Akueir’s chances of survival, given that Akueir’s pulse was briefly restored before he died in the hospital. (See id.) II. Rule 12(b)(6) Standard A motion to dismiss pursuant to Rule 12(b)(6) challenges a complaint for failing to state a claim upon which relief may be granted. Fed. R. Civ. P. 12(b)(6). In ruling on a Rule 12(b)(6) motion, the court must accept well-pleaded facts as true and view them in the light most favorable to the plaintiff. Calhoun v. Hargrove, 312 F.3d 730, 733 (5th Cir. 2002). A plaintiff’s complaint must allege sufficient facts “to state a claim to relief that is plausible on its face.” Bell Atl. Corp. v. Twombly, 550 U.S. 544, 555, 570 (2007). “A claim has facial plausibility when the plaintiff pleads factual content that allows the court to draw the reasonable inference that the defendant is

liable for the misconduct alleged.” Ashcroft v.
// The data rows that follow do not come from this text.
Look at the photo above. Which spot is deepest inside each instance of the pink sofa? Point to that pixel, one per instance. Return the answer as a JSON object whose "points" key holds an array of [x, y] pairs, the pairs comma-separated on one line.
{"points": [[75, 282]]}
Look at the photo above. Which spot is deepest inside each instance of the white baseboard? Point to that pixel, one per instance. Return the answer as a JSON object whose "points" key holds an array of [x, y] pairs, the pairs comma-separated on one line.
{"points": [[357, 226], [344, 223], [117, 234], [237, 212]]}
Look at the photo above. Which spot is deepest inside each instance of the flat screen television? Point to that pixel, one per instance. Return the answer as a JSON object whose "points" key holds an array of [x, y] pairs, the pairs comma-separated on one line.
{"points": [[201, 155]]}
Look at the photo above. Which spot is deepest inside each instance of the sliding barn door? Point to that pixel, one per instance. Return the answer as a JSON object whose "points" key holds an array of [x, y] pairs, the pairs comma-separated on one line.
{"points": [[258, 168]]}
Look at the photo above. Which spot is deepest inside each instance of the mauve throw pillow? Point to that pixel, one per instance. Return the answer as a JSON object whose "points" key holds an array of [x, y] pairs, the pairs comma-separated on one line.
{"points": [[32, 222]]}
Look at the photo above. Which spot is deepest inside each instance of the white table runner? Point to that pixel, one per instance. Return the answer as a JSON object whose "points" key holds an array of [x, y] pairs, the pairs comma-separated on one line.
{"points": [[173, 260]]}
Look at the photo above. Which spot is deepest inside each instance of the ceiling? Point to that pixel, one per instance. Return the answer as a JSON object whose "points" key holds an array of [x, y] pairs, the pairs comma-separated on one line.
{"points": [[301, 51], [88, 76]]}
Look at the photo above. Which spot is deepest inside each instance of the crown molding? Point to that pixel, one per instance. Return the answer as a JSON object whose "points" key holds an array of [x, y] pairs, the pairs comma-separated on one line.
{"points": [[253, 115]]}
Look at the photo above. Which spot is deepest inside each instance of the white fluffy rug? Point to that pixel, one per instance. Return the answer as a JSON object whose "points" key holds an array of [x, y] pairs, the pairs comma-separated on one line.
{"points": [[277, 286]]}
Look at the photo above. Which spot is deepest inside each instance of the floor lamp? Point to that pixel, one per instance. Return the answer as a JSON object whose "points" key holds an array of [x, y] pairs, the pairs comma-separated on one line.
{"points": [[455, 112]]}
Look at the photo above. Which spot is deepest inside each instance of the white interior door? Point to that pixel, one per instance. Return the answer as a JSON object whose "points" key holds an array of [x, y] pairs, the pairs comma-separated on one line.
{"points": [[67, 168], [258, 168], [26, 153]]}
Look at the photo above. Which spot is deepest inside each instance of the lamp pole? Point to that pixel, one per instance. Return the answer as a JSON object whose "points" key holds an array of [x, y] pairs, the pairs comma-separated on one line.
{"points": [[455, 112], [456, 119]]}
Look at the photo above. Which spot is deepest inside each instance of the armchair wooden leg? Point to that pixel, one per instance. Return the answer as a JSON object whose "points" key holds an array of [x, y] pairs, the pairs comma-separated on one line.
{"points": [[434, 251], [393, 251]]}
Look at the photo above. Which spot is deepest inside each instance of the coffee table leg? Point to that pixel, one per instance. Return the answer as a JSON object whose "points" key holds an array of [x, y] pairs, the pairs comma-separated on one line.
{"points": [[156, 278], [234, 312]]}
Iqbal, 556 U.S. 662, 678 (2009). III. The Motions to Dismiss The Court construes Louzi’s Second Amended Complaint as pleading claims of deliberate indifference to Akueir’s medical and mental health needs against the individual medical defendants, CCS, and the County; claims of unspecified constitutional violations against the individual jailers; and various state-law claims against the County, CCS, and the individual medical defendants.1 The Court concludes that the Motions to Dismiss must be granted as to the

1 Louzi also pleads a failure-to-train claim against the County and Sheriff Nehls. As per the Court’s August 19, 2020, order, (Doc. No.